JAK2 V617 Mutation Reflex Test Overview

The JAK2 V617 Mutation Reflex test is a specialised genetic test designed to detect the presence of the JAK2 V617F mutation and other related mutations in the JAK2 gene. This test plays crucial role in diagnosing and managing myeloproliferative neoplasms (MPNs), which include conditions like polycythemia vera (PV), essential thrombocythemia (ET), and primary myelofibrosis (PMF). 

By identifying specific genetic mutations, the JAK2 V617F Mutation Reflex Test aids in establishing an accurate diagnosis and guiding appropriate treatment strategies.

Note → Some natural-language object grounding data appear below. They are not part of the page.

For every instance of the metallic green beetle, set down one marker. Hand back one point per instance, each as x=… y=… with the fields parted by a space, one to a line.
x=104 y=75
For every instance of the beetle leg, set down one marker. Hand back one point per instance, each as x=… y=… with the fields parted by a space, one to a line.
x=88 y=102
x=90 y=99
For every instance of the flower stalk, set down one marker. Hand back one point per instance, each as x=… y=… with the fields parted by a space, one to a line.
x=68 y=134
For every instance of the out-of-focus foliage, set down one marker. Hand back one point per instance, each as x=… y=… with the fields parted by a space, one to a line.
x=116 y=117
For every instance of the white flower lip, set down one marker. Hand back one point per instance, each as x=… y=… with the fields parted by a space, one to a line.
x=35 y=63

The test begins with a highly sensitive DNA-based assay to detect JAK2 V617F mutation. In cases where the result is negative or shows a very low positive (0.06%-2%), the test reflexes to analyse other mutations in exons 12 to 15 of the JAK2 gene using advanced techniques such as Sanger sequencing or next-generation sequencing (NGS).

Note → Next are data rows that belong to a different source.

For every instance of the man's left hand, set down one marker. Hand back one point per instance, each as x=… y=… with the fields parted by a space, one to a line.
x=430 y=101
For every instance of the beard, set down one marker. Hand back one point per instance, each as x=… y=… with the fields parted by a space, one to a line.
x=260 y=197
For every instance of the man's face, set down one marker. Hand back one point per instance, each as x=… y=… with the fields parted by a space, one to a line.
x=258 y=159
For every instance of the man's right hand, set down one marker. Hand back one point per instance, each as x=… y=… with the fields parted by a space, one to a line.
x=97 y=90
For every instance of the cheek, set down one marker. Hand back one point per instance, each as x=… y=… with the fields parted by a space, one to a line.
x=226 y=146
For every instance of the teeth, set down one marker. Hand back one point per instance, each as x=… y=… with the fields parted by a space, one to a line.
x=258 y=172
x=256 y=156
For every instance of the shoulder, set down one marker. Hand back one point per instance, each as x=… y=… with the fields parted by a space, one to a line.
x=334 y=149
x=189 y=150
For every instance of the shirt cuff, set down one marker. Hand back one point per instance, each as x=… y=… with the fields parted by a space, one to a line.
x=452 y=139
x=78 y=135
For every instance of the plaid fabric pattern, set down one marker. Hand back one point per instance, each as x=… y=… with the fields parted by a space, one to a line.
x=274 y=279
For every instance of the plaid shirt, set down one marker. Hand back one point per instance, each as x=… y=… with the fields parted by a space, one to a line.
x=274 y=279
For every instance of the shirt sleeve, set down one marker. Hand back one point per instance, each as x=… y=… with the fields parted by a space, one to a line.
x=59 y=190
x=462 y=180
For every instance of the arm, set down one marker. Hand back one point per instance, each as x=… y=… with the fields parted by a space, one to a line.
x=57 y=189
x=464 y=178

The JAK2 V617 Mutation test, with reflex to JAK2 Ex-12, CALR Ex-9 Mutation, and MPL W515, S505 Mutation, is a molecular diagnostic test used for the detection of specific mutations associated with myeloproliferative neoplasms (MPNs), including polycythemia vera (PV), essential thrombocythemia (ET), and primary myelofibrosis (PMF). It serves as a molecular marker for MPNs and is particularly useful in suspected cases of PV, ET, or PMF. If the JAK2 V617F mutation is detected, additional mutation analysis for other genes is not necessary as it confirms the presence of an MPN. However, if the JAK2 V617F mutation is not detected, reflex testing for mutations in JAK2 Ex-12, CALR Ex-9, and MPL W515/S505 is performed to explore alternative genetic abnormalities associated with MPNs. This comprehensive molecular testing approach provides valuable information for the diagnosis and classification of MPNs, enabling healthcare professionals to guide appropriate treatment decisions and optimize patient care.